Je m’accroupis immédiatement pour tenter quelques clichés, mais les voitures passaient dangereusement près d’elle. Après quelques minutes à immortaliser ses écailles éclatantes, il devint évident qu’elle risquait de se faire écraser. Avec l’aide d’un automobiliste qui s’était très gentiment arrêté, nous la déplaçâmes prudemment sur le bas-côté, à l’abri. En la regardant s’éloigner dans les herbes, je compris que cette rencontre imprévue valait bien plus qu’une longue traque photographique : elle avait ajouté un souvenir précieux et vivant à mon séjour.

Plongeur
À peine quelques jours après mon arrivée dans les Pyrénées, je me levai tôt, vers six heures, et partis marcher le long du gave qui coulait près de ma maison. Après une petite heure, je m’installai sur un tas de galets au milieu de l’eau, décidé à patienter pour découvrir ce qui vivait dans ces lieux. Deux heures passèrent. Il était bientôt neuf heures lorsque, profitant d’un étirement, bras levés vers le ciel, je vis, à seulement quelques mètres de moi, un cincle plongeur. Cet oiseau, absent de ma région natale de la Somme, figurait depuis longtemps dans mes rêves de photographe. J’ignorais qu’il vivait ici. Mais, malgré cette proximité incroyable, je n’eus pas le temps de déclencher : à peine avais-je posé les mains sur mon appareil qu’il s’envola, effrayé par mon mouvement. Je m’en voulus terriblement. Dès lors, je pris l’habitude de me lever chaque matin à six heures, pendant deux semaines, avec une détermination sans relâche. Plusieurs fois, il revint près de moi, mais toujours un problème survenait : batterie vide, autofocus défaillant…

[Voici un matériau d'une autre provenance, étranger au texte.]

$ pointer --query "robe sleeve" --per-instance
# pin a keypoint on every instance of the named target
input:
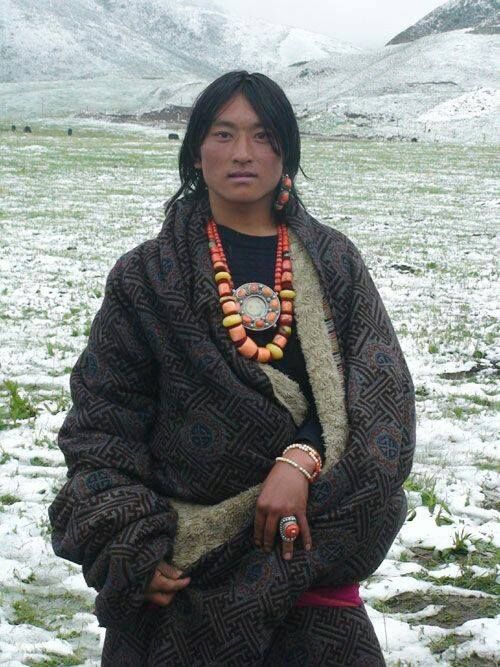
(107, 517)
(310, 432)
(359, 505)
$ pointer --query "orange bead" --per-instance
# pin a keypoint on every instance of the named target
(280, 340)
(291, 531)
(248, 349)
(237, 333)
(230, 308)
(264, 355)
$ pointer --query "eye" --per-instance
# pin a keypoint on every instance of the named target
(263, 136)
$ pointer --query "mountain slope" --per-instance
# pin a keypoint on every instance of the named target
(403, 89)
(55, 39)
(482, 15)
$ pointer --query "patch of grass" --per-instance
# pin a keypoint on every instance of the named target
(39, 461)
(19, 407)
(426, 487)
(485, 554)
(45, 442)
(442, 644)
(456, 609)
(56, 660)
(62, 401)
(8, 499)
(26, 613)
(4, 457)
(50, 611)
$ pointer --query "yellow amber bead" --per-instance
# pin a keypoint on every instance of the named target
(276, 352)
(222, 275)
(231, 320)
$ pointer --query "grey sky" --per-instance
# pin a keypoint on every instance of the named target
(364, 23)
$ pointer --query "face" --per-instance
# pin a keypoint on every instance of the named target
(236, 157)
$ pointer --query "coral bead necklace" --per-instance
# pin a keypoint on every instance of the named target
(255, 306)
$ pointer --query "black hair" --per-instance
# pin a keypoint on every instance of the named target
(271, 105)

Le dernier jour, celui de mon départ, il ne me restait plus qu’un essai. Allongé inconfortablement sur mon îlot de pierres, j’attendis… une heure, une heure et demie, toujours rien. Puis, soudain, dans un cri métallique, deux cincle adultes surgirent et frôlèrent ma position avant de se poser, trop loin pour une photo. Ils repartirent aussitôt. Je crus que ma chance était définitivement perdue. Pourtant, quelques minutes plus tard, un nouvel individu apparut, cette fois à quelques mètres seulement. Je déclenchai aussitôt, mais mon autofocus perdit le sujet. Longues secondes de tension pour le récupérer, jusqu’à ce que je parvienne enfin à figer sa silhouette. Je passai alors de merveilleuses minutes en compagnie de cet oiseau fascinant, savourant le moment autant que les images que j’en rapportai.